The Court holds: (1) Tennessee subrogation law, including the make whole doctrine, is preempted by ERISA; (2) under federal common law, in the absence of a clear contractual provision to the contrary, an insured must be made whole before an insurer can enforce its right of subrogation under ERISA. Since the subrogation provision in this case does not clearly provide to the contrary, the make whole doctrine applies to the Defendant's right of subrogation; and (3) the ERISA plan in this case contains a right of reimbursement that is independent of the right of subrogation and the make whole doctrine. Accordingly, under the right of reimbursement provision, Defendant is entitled to reimbursement of the medical expenses it paid on behalf of Plaintiffs.
The following facts are undisputed:
Sandra J. Marshall, Plaintiff, was injured in an automobile collision on October 13, 1992. Mrs. Marshall sustained personal injuries in the collision for which she sought and received medical attention. The other driver involved in the collision, E. Leonard Sullivan, was killed.
The Defendant, Employers Health Insurance Company ("Employers Health"), has paid, pursuant to an employee benefit plan, medical expenses totaling $59,303.13 on behalf of Sandra J. Marshall for treatment of injuries which Mrs.
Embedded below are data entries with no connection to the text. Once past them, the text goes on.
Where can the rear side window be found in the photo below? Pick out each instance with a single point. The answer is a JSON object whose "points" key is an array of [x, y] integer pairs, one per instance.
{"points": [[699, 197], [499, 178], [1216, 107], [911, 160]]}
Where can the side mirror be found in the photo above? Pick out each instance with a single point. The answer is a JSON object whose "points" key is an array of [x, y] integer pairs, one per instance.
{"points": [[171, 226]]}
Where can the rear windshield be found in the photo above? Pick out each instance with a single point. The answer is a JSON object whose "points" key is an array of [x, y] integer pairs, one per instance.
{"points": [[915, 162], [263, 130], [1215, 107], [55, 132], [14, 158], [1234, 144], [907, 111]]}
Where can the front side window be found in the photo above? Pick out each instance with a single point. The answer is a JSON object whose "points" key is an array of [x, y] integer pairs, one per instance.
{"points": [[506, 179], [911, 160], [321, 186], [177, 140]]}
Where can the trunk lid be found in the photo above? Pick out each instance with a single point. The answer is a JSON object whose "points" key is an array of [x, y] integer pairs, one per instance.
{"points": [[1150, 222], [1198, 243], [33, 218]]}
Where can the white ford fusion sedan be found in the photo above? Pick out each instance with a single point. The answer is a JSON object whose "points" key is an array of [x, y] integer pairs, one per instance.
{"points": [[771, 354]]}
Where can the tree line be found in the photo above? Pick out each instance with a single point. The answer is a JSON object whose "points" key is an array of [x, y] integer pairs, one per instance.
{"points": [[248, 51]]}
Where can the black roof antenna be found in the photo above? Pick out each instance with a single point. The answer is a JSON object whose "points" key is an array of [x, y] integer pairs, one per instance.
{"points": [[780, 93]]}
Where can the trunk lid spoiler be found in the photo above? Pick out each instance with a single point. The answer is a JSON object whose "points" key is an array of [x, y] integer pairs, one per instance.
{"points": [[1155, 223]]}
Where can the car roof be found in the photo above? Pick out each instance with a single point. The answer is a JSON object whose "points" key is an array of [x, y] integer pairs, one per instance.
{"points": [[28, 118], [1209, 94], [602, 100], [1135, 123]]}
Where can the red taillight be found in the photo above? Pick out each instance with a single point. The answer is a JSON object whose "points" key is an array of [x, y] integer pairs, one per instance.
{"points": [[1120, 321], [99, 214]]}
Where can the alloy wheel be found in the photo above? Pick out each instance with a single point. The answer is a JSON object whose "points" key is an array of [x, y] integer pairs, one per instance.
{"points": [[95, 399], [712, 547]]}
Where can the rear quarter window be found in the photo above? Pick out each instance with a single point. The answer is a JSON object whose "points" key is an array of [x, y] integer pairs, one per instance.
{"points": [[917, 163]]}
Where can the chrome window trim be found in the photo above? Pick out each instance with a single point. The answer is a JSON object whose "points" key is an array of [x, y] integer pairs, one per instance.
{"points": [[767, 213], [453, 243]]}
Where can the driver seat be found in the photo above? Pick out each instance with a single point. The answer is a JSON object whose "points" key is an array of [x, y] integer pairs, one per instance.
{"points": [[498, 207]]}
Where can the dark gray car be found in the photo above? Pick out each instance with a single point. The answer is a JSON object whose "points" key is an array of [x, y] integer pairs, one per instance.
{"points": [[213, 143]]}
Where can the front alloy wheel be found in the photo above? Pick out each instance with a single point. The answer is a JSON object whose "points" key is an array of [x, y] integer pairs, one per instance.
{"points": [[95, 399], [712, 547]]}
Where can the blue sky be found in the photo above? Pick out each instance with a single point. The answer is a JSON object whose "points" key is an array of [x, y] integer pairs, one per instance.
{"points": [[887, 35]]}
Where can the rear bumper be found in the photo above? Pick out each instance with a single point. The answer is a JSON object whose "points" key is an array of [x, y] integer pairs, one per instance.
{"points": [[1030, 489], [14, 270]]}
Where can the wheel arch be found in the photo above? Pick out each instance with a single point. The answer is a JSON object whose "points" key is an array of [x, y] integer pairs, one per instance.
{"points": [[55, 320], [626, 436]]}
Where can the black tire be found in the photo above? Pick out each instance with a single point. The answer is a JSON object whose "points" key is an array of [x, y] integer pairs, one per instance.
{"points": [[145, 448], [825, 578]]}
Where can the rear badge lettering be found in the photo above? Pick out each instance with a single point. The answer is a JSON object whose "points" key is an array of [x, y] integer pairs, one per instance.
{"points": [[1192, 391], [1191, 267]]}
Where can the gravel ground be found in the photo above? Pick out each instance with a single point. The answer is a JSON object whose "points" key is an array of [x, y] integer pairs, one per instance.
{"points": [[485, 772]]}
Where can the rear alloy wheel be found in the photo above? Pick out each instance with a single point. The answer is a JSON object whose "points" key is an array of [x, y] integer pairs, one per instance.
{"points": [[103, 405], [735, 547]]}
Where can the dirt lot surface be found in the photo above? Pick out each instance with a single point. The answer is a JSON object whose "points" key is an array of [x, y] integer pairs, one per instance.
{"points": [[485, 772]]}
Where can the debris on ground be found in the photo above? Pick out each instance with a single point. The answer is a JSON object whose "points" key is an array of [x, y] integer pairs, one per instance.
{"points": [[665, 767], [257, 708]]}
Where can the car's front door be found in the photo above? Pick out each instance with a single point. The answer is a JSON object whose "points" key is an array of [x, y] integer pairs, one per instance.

Marshall received in the October 13, 1992 collision.
On June 11, 1993, Sandra J. Marshall filed an action in the Circuit Court of Williamson County, Tennessee, against Mildred Ann Sullivan, Executrix of the Estate of E. Leonard Sullivan, for personal injuries sustained in the collision. On February 3, 1995, the Circuit Court for Williamson County entered judgment on the jury's verdict in favor of Sandra J. Marshall against the Estate of E. Leonard Sullivan in the amount of $300,000.00.
To date, the Plaintiff has recovered $95,000.00 plus interest from the Estate of E. Leonard Sullivan in partial satisfaction of the $300,000.00 judgment. The sums recovered by the Plaintiff have been deposited with the Clerk of this Court.
The employee benefit plan at issue in this case ("Plan") is governed by the Employee Retirement Income Security Act of 1974 ("ERISA"), 29 U.S.C. § 1001, et seq. The Plan at issue is insured, not self-funded, and is administered by the Defendant, Employers Health, a corporation organized under the laws of Wisconsin and licensed to do business in the State of Tennessee. The discretionary authority of the Plan administrator is as set out under ERISA, 29 U.S.C. § 1001, et seq.
Plaintiff Sandra J. Marshall has not been "made whole" by her recovery of the amounts now deposited with the Court.
Plaintiffs' counsel advised the Court that the Plaintiffs will be unable to recover the $205,000 balance on the state court judgment because the Estate of E. Leonard Sullivan has too few assets. This was not contested by Defendant.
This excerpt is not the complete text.